The source code for Generating Training Data with Language Models: Towards Zero-Shot Language Understanding.

Last update: Dec 12, 2022

Overview

SuperGen

The source code for Generating Training Data with Language Models: Towards Zero-Shot Language Understanding.

Requirements

Before running, you need to first install the required packages by typing following commands (Using a virtual environment is recommended):

pip3 install -r requirements.txt

Overview

SuperGen is a Supervision Generation method for zero-shot learning on NLU tasks. Instead of training on task-specific data, SuperGen generates training data guided by label-descriptive prompts with a unidirectional language model and fine-tunes another language model on the generated data.

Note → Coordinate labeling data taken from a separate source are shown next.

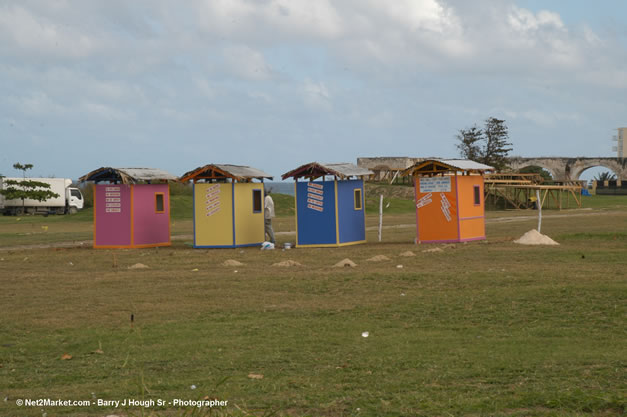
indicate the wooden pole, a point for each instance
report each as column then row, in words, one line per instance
column 539, row 204
column 380, row 215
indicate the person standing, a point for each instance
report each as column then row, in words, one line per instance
column 268, row 214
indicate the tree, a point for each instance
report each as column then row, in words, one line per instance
column 489, row 146
column 496, row 143
column 34, row 190
column 469, row 140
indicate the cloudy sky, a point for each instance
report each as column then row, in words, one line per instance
column 278, row 83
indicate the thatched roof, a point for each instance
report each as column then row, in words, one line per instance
column 435, row 166
column 222, row 171
column 341, row 170
column 128, row 175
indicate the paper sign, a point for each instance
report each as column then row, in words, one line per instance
column 435, row 185
column 113, row 200
column 424, row 200
column 445, row 206
column 315, row 196
column 212, row 200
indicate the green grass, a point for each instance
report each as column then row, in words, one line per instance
column 483, row 329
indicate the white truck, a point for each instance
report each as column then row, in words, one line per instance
column 70, row 199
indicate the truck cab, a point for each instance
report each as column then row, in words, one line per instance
column 75, row 200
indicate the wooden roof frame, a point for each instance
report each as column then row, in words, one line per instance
column 116, row 175
column 314, row 170
column 434, row 167
column 213, row 172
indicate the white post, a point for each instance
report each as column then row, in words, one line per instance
column 539, row 206
column 380, row 215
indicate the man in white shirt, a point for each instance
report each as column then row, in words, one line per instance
column 268, row 214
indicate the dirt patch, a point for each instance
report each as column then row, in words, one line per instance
column 138, row 266
column 345, row 263
column 232, row 262
column 378, row 258
column 533, row 237
column 287, row 263
column 433, row 250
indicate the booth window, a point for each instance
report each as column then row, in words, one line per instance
column 357, row 195
column 159, row 203
column 257, row 206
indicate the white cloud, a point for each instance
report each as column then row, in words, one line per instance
column 316, row 95
column 24, row 31
column 246, row 62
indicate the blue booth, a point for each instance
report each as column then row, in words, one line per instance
column 330, row 204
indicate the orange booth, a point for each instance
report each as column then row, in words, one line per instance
column 449, row 200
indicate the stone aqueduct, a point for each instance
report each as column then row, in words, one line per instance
column 562, row 169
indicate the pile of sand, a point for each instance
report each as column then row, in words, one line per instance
column 289, row 262
column 533, row 237
column 345, row 262
column 138, row 266
column 432, row 250
column 232, row 262
column 378, row 258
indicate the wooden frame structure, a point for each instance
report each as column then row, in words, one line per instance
column 329, row 213
column 131, row 207
column 228, row 205
column 519, row 191
column 449, row 200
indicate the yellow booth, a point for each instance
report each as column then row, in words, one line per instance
column 228, row 205
column 449, row 200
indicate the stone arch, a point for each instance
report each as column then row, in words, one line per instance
column 580, row 165
column 539, row 166
column 380, row 172
column 549, row 165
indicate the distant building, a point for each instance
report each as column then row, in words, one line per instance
column 621, row 146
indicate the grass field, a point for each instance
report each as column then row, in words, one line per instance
column 483, row 329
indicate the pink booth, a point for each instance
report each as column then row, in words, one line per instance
column 131, row 207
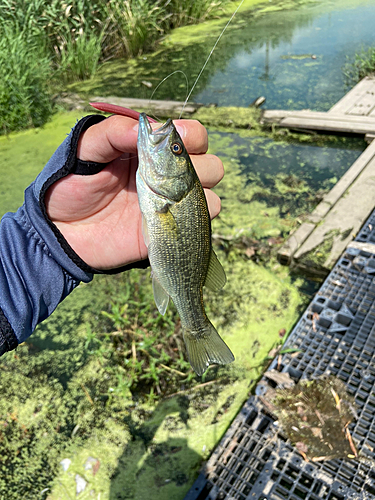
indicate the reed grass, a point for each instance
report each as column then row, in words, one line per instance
column 46, row 43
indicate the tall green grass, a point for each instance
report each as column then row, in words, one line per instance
column 47, row 43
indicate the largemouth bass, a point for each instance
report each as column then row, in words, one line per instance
column 177, row 232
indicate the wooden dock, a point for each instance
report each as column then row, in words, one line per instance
column 353, row 114
column 316, row 245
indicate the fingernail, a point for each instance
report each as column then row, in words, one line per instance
column 181, row 130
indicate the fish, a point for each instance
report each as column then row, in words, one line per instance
column 176, row 228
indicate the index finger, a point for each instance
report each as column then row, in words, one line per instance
column 108, row 139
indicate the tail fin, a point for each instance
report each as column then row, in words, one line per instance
column 205, row 348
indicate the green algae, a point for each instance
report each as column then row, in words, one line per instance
column 186, row 50
column 24, row 154
column 139, row 444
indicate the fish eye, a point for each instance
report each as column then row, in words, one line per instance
column 176, row 148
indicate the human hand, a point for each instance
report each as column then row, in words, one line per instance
column 99, row 215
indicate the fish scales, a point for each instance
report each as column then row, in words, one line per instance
column 177, row 231
column 180, row 257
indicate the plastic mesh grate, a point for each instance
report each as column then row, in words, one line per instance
column 335, row 335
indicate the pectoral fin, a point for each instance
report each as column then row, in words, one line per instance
column 215, row 279
column 146, row 237
column 160, row 295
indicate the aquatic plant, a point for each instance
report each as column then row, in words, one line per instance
column 363, row 65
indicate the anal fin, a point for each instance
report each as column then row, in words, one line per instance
column 160, row 295
column 206, row 348
column 215, row 279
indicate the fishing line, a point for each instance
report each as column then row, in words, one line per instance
column 164, row 79
column 209, row 57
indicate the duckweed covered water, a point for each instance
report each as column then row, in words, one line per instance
column 63, row 397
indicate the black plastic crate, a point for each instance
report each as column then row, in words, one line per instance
column 335, row 335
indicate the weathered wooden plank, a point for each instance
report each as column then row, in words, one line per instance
column 350, row 176
column 342, row 222
column 295, row 240
column 349, row 124
column 363, row 106
column 322, row 115
column 274, row 115
column 361, row 245
column 356, row 92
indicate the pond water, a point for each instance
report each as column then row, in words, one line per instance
column 69, row 363
column 291, row 53
column 294, row 57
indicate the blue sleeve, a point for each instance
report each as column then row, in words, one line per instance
column 38, row 268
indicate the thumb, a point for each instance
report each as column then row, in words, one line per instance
column 109, row 139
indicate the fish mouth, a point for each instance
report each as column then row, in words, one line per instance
column 148, row 136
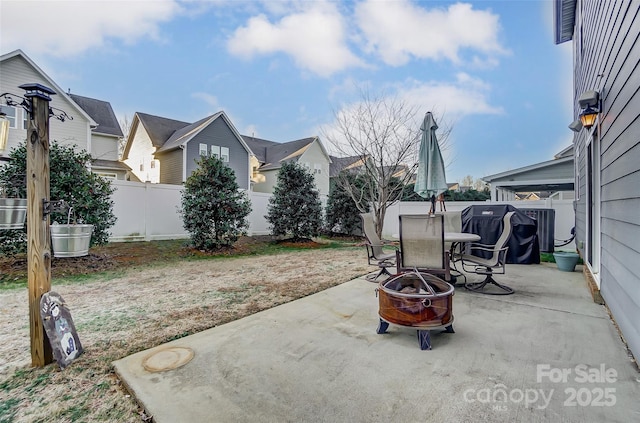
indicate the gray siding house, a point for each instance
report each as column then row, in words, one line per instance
column 93, row 127
column 606, row 57
column 161, row 150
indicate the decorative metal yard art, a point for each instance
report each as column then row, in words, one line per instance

Training and Test Data: Our method does not use any task-specific data (e.g., original training set). We provide our generated training set and original dev set (used as the test set) of each GLUE task under the data directory: train.json files are the generated training set (after data selection); test.tsv files are the original GLUE dev set (used as the test set for evaluation purpose).
Pretraining Corpus: We provide the processed pretraining corpus (Wikipedia and OpenWebText) for generating training data for sequence-pair tasks under the pretrain_corpus directory; see the README file there for details.

Generating Training Data

The generated training set used in the paper are provided as train.json files under each task directory; you should be able to obtain very similar generated data by following the steps below:

Data Generation: The entry script for generating training data for GLUE tasks is gen_train_data.py. The basic usage is

python gen_train_data.py --task $TASK --label $LABEL --save_dir $SAVE_DIR --num_gen $NUM_GEN

You can generate training data of each label either by setting individual label name $LABEL one at a time or by setting $LABEL=all to generate data for all labels (this will still be done sequentially). You may want to set $NUM_GEN to be larger than the desired training set size, as only those texts with the highest generated probability will be used to form the final training set.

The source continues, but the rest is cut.